In terms of the FFI boundary, this greatly simplifies things, and means that we can expose the API in terms of procedures. For the most part, we don't even need to define any custom FFI structs, as most things can be simple primitive arguments to functions, or getters for some logical API object's properties. This, in turn, makes it very easy to codegen. The implementer will get a list of a bajillion functions that they need to integrate with, but for the most part, their implementation will just be a pretty small layer over calling these functions. As demonstrated by our examples, setting up a basic GLFW loop is just a handful of lines of code.
The engine-eventing interface
So what would the advantage of integrating with winit in Bevy be? First, it would mean that implementers would also not have to worry about managing a window and setting up a surface. Instead, they would pull events from us each frame in a similar fashion to glfwPollEvents. This would be nice because it would mean that we wouldn't rely on implementers having to figure out what windowing libraries are available in their language and could reliably just expect us to manage the window for them.

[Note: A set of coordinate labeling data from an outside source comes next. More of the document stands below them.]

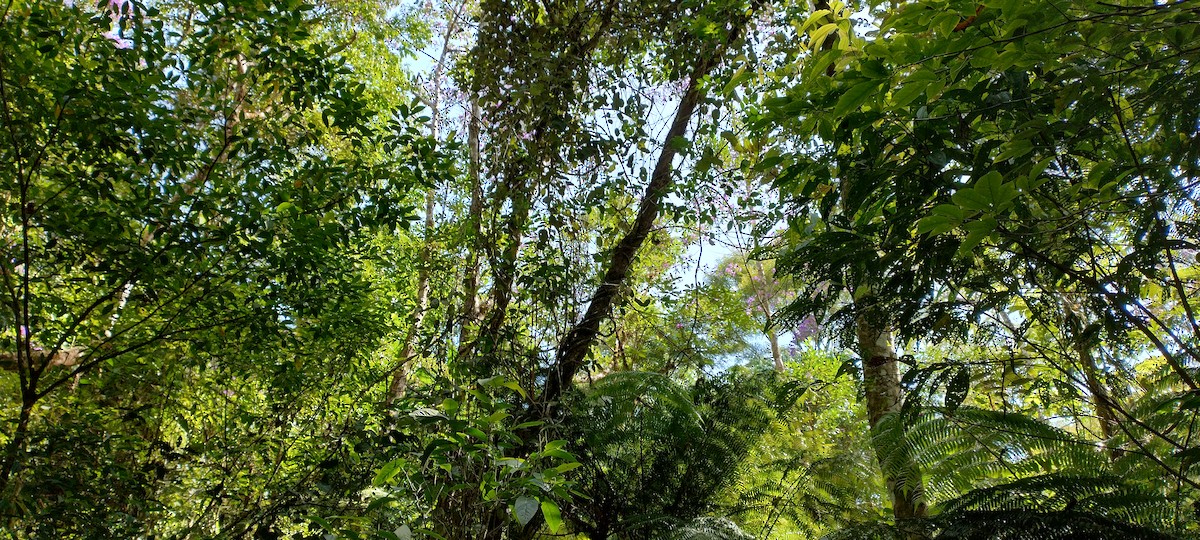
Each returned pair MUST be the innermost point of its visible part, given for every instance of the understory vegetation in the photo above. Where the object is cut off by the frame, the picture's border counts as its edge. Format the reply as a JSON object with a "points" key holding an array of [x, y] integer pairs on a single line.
{"points": [[599, 269]]}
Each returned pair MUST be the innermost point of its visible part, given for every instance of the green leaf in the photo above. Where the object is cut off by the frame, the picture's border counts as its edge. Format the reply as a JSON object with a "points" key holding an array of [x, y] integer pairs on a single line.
{"points": [[569, 466], [525, 508], [817, 39], [553, 519], [977, 232], [1017, 148], [971, 199], [855, 97], [910, 91]]}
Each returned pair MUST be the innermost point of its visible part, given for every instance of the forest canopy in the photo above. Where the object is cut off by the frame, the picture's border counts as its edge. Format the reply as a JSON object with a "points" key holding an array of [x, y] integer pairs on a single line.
{"points": [[599, 269]]}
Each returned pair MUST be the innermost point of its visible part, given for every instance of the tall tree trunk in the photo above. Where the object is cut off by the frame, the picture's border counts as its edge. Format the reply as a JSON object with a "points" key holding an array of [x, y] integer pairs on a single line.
{"points": [[400, 376], [471, 313], [573, 349], [881, 387]]}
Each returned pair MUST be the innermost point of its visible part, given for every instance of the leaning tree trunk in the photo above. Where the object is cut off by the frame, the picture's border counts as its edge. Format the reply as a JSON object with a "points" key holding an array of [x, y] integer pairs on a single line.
{"points": [[881, 387], [573, 349], [412, 339]]}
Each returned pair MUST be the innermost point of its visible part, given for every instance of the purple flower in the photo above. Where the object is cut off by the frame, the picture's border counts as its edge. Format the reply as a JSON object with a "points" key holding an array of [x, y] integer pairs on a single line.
{"points": [[118, 41]]}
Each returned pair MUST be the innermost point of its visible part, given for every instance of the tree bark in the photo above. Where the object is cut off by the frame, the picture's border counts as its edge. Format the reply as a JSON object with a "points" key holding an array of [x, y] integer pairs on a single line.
{"points": [[573, 349], [471, 312], [881, 387], [400, 376]]}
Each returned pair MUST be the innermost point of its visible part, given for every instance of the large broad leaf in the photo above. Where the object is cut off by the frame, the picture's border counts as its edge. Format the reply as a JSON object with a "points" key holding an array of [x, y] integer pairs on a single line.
{"points": [[525, 508], [553, 519]]}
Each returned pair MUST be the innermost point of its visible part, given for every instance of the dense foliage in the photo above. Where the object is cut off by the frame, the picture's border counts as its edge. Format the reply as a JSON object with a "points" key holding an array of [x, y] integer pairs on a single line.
{"points": [[599, 269]]}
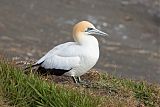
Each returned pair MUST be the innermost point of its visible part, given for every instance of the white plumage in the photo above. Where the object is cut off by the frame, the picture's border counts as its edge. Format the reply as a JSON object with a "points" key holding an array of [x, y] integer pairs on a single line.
{"points": [[75, 58]]}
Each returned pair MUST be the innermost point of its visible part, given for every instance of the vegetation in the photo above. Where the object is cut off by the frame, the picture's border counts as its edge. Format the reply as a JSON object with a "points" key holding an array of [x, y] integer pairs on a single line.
{"points": [[32, 90]]}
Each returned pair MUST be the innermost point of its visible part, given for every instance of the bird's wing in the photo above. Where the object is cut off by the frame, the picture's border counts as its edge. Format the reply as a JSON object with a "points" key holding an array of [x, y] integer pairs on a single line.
{"points": [[54, 51], [61, 57], [59, 62]]}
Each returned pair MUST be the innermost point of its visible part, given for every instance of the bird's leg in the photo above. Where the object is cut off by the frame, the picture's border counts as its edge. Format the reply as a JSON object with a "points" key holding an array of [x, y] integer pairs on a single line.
{"points": [[74, 79]]}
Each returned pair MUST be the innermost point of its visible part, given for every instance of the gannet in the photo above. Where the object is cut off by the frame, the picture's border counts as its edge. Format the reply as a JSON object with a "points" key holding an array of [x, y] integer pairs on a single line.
{"points": [[73, 58]]}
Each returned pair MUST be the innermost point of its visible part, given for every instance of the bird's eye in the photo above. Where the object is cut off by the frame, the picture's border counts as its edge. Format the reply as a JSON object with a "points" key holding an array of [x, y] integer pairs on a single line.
{"points": [[89, 29]]}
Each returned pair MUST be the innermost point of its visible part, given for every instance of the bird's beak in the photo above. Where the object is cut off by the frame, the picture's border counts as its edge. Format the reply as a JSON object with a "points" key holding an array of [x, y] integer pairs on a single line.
{"points": [[97, 32]]}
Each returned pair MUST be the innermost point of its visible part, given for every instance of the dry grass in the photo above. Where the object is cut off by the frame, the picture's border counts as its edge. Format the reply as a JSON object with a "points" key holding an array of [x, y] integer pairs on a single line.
{"points": [[104, 90]]}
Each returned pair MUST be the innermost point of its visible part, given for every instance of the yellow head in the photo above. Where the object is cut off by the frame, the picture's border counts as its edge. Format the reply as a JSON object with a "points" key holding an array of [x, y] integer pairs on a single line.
{"points": [[85, 28]]}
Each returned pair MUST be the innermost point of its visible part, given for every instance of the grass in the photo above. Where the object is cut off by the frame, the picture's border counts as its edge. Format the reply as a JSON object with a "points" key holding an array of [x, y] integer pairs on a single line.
{"points": [[32, 90]]}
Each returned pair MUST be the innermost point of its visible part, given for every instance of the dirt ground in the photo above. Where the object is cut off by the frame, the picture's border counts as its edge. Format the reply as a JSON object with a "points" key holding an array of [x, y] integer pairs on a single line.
{"points": [[29, 28]]}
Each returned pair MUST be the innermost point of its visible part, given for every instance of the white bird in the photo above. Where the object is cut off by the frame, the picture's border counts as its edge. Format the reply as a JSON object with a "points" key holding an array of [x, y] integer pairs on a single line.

But, secondly, it would also mean that events are more easily propagated within the engine itself. Right now, if we want to react to user input in Rust, we have to create an API to feed events into libprocessing. For the core engine, this isn't necessary because outside of window resizes there's no engine code that depends on certain user actions (button presses, etc.). However, there are potentially engine features in the future that may require such events. For example, render picking which requires casting a ray from the pointers position, etc.
The current limit in Bevy
Right now, Bevy uses an internal event loop, and although winit has support for external event loops it's not easy to bridge. I feel confident that we want to continue to maintain an external event loop. The entire Processing API is designed around the assumption that you can call certain methods like beginDraw/endDraw on a graphics object, and this only makes sense in the context where we imperatively drive things forward / decide when to present. Although this is a certain kind of inefficiency with respect to super high performance graphics, for most art and art installations it's conceptually way simpler.
So, for now, I feel confident that external event loop is the right design, but we'll eventually probably want to bring windowing into libprocessing so that users don't have to deal with it!